Continuous supports the estimation of several parameters that correspond to different models of evolution. Perhaps the most widely used of these is lambda, the phylogenetic signal parameter developed by Mark Pagel (1999). Let’s test the hypothesis that the maximum likelihood estimate of lambda is significantly different from 0 for a single continuous trait.

```
lambda0 <- Continuous(primate.tree1, primate.continuous1, lambda=0)
lambdaML <- Continuous(primate.tree1, primate.continuous1, lambda="ML")
lrtest(lambdaML, lambda0)
```

```
model1.Lh model2.Lh LRstat pval
1 1.115431 1.115431 0 1
```

The p-value is not significant, so there is no evidence that lambda is different from 0 (which corresponds to no phylogenetic signal in the data).

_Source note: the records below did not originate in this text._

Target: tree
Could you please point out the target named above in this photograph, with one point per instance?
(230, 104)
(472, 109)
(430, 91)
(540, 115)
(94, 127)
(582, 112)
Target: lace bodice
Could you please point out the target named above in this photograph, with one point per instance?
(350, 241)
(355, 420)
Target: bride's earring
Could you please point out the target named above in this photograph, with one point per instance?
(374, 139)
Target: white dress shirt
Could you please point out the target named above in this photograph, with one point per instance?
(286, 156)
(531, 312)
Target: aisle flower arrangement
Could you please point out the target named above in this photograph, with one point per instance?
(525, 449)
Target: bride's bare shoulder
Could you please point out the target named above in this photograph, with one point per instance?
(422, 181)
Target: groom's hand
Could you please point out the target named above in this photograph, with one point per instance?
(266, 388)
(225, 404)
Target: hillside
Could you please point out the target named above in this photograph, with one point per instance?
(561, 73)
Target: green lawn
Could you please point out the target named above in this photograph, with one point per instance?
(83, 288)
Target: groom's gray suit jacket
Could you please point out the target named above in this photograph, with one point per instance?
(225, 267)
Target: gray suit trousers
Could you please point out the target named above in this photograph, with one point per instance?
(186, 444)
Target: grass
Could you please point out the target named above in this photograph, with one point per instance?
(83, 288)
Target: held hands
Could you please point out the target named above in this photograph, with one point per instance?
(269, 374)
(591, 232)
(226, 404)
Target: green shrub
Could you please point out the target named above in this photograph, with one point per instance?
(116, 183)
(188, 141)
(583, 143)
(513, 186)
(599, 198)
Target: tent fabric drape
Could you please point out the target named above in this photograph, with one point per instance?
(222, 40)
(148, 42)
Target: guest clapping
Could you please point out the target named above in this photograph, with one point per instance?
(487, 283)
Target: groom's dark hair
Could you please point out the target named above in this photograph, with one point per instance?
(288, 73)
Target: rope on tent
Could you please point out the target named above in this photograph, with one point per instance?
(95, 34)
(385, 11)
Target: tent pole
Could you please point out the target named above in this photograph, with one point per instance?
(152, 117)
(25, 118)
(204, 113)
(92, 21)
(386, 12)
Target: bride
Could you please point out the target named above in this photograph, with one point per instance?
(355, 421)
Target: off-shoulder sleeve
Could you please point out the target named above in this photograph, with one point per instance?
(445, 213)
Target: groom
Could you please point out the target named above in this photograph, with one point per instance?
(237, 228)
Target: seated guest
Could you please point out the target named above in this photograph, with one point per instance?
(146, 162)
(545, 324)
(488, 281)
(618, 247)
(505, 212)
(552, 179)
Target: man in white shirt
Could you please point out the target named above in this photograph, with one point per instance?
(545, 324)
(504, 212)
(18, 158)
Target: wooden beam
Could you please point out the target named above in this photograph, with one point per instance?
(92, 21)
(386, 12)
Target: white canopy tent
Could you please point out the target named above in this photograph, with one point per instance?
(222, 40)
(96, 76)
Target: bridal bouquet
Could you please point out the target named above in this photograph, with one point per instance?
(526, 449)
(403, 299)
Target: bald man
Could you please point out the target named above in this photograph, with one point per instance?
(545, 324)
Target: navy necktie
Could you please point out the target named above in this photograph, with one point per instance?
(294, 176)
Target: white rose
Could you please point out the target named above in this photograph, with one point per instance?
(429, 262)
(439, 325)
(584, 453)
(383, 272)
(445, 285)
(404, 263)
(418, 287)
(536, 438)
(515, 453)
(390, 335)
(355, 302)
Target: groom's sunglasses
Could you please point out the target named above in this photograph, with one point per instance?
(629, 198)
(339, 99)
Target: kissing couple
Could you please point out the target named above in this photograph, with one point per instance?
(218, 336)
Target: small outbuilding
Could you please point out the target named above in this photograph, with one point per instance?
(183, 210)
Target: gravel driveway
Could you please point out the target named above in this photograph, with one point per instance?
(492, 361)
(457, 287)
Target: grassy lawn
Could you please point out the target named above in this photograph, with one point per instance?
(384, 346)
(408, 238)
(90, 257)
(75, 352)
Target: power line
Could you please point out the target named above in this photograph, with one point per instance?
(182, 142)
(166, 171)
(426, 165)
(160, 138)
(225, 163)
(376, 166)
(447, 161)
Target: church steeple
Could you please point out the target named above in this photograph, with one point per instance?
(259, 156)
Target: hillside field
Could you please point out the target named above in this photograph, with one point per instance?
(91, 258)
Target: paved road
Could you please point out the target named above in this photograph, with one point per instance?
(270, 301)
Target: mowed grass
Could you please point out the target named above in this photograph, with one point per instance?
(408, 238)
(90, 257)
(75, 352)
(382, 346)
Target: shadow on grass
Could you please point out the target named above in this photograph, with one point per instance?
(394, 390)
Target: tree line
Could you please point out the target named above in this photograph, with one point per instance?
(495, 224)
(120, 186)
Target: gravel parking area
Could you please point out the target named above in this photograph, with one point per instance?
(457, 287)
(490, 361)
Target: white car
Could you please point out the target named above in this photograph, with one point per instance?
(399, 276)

### Correlated evolution test

We can test for a significant correlation between pairs of continuous traits. The `tc`

parameter fixes the correlation between two traits to be 0, and this can be used as a null model to test for a significant correlation.

```
nocorrC <- Continuous(primate.tree1, primate.continuous2, tc=TRUE)
corrC <- Continuous(primate.tree1, primate.continuous2)
lrtest(nocorrC, corrC)
```

```
model1.Lh model2.Lh LRstat pval
1 -6.18303 -5.736392 0.893276 0.3445911
```

The p-value is not significant, so there is no evidence for a correlation between these traits.

### Regression model

Continuous can also be used to fit regression models with 1 or more predictor variables. The first variable in the dataframe is automatically treated as the response variable. Let’s fit a regression model with two predictor variables.

```
glm1 <- Continuous(primate.tree1, primate.continuous3, regression=TRUE)
glm1
```

```
Tree.No Lh Alpha Beta.2 Beta.3 Var R.2
1 1 -3.448363 0.05771658 -0.5048425 1.243642 0.008530046 0.4391672
SSE SST Error.Ratio s.e..Alpha s.e..Beta.2 s.e..Beta.3
1 0.06824037 0.1216769 0.4391672 0.344801 0.734077 0.570176
Kappa Delta Lambda OU
1 1 1 1 0
```

We can compare the standard errors of regression parameters to their estimated values to assess whether they are significant. In this model, the estimate of Beta.2 is -0.5 with a standard error of 0.73, while the estimate of Beta.3 is 1.24 with a standard error of 0.57. Thus, only Beta.3 is significantly different from 0 (because 0 lies outside the interval 1.24 +/- 0.57).

## MCMC diagnostics

A convenient thing about running BayesTraits with `btw`

is that the output from Bayesian MCMC analyses are basically ready to be analyzed with the R package `coda`

for doing MCMC diagnostics. Here, I provide some examples of how `coda`

can be used to do health assessments for MCMC chains. First, let’s make some data (this won’t be pretty… the point is just to see how it works).

```
coda.demo <- Discrete(primate.tree100, primate.discrete1, "Bayesian", it=1000000)
```

Now load the `coda`

package (if it isn’t already installed, then install it!).

```
library(coda)
```

In one easy step, we can prepare the MCMC output for analysis in `coda`

. The key is that `coda`

functions work on objects of class `mcmc`

, so we need to convert columns from our dataframe into `mcmc`

objects before using `coda`

plotting functions. We can do this by wrapping the variable we want to plot with the `mcmc`

function.

Here is a density plot for the likelihood.

```
densplot(mcmc(coda.demo$Lh))
```

Here is a trace plot for the likelihood.

```
traceplot(mcmc(coda.demo$Lh))
```

Here is an autocorrelation plot for the likelihood.

```
autocorr.plot(mcmc(coda.demo$Lh))
```

This all just goes to say that `btw`

makes it easy for you to use the tools provided by `coda`

to do MCMC diagnostics. Check out the `coda`

documentation for more info!

## References

Pagel, M. (1999). “Inferring the historical patterns of biological evolution.” Nature 401(6756): 877-884.